Para muitas tecnológicas, a coreografia de lançamentos seguiu mais ou menos o rumo planeado. A Microsoft e a Sony lançaram as novas Xbox e PlayStationSamsungHuawei e Apple apresentaram novos telemóveis. Por cá, a Web Summit aconteceu em linha com o espírito dos tempos: numa versão integralmente online, mas com menos impacto do que o habitual.
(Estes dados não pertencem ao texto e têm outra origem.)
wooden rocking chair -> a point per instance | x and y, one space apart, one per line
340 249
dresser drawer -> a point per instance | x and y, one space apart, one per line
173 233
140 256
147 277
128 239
Sinal do poder das grandes tecnológicas é o facto de, apesar das preocupações pandémicas, este ter sido um ano em que reguladores e legisladores na Europa e nos EUA mostraram alguma disposição para apertar o controlo. Tanto o Facebook (que é dono do WhatsApp e do Instagram) como o Google foram acusados nos EUA de práticas anticoncorrenciais. Já a União Europeia apontou baterias à Amazon, incluindo com a abertura de uma segunda investigação à forma como a empresa apresenta os seus próprios produtos face aos produtos de outros retalhistas que usam a plataforma.

Porém, este foi também um ano de humildade para o mundo da tecnologia, onde a húbris não é exactamente um bem escasso. Afinal, o grande contributo das tecnologias de informação para mitigar a pandemia – as aplicações de rastreio de contacto que muitos países adoptaram – serviram para pouco ou nada. Um trabalho do PÚBLICO em Outubro concluiu que apenas 179 pessoas tinham até então assinalado os respectivos contágios na polémica aplicação StayAway Covid.

Há problemas que nenhum código informático resolve – e a pandemia global mostrou ser um deles.